Other examples are uveitis associated with intraocular
tumours and phacotoxic uveitis.
iii. Exogenous toxins causing uveitis are irritant
chemical substances of inorganic, animal or
vegetative origin. Certain drugs producing uveitis
(such as miotics and cytotoxic drugs) are other
examples of exogenous toxins.
4. Traumatic uveitis. It is often seen in accidental or
operative injuries to the uveal tissue. Different
mechanisms which may produce uveitis following
trauma include:
Direct mechanical effects of trauma.
Irritative effects of blood products after
intraocular haemorrhage (haemophthalmitis).
Microbial invasion.
Chemical effects of retained intraocular foreign
bodies; and
Sympathetic ophthalmia in the other eye.
5. Uveitis associated with non-infective
systemic diseases. Certain systemic diseases
frequently complicated by uveitis include:
sarocoidosis, collagen related diseases (polyarteritis
nodosa (PAN), disseminated lupus erythematosus
(DLE), rheumatic and rheumatoid arthritis), metabolic
diseases (diabetes mellitus and gout), disease of the
central nervous system (e.g., disseminated sclerosis)

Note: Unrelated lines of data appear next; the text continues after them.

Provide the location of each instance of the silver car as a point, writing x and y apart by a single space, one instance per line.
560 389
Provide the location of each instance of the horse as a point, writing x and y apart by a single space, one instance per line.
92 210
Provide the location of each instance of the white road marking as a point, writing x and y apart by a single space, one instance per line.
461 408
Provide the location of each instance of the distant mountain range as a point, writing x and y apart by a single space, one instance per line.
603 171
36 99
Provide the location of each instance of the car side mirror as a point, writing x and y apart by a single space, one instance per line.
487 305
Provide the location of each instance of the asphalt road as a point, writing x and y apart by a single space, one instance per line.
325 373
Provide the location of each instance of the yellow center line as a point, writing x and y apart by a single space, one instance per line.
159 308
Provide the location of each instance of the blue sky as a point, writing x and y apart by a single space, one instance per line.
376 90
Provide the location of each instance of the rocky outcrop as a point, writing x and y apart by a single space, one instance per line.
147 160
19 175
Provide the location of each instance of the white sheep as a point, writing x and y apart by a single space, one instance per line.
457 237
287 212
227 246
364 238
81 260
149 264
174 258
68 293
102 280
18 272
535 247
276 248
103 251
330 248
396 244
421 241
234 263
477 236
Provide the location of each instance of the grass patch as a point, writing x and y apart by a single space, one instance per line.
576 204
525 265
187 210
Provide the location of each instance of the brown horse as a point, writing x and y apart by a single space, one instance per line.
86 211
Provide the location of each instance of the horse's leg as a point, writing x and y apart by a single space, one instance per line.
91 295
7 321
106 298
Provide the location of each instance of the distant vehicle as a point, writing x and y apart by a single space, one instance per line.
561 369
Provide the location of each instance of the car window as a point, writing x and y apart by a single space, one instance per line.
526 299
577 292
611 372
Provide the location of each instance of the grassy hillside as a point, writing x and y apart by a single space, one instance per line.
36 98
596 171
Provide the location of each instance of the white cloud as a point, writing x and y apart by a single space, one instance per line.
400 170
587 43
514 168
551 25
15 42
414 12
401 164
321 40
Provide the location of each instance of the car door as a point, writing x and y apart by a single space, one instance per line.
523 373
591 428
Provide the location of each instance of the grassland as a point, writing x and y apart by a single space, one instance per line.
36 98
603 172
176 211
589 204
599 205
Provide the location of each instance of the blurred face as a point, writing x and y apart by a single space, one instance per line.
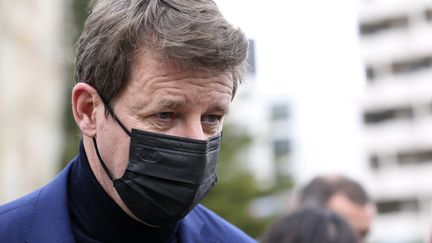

and diseases of skin (psoriasis, lichen planus,
erythema nodosum, pemphigus and so on).
6. Idiopathic uveitis. It may be specific or nonspecific.
i. Idiopathic specific uveitis entities include the
conditions which have certain special characteristics
of their own e.g., pars planitis, sympathetic
ophthalmitis and Fuchs’ hetero-chromic iridocyclitis.
ii. Nonspecific idiopathic uveitis entities include
the condition which do not belong to any of the
known etiological groups. About more than 25
percent cases of uveitis fall in this group.
Whether the steroid is administered as an eye drop, pill or injection depends on the type of uveitis you have. Because iritis affects the front of the eye, Treatment for Uveitis usually treats with eye drops.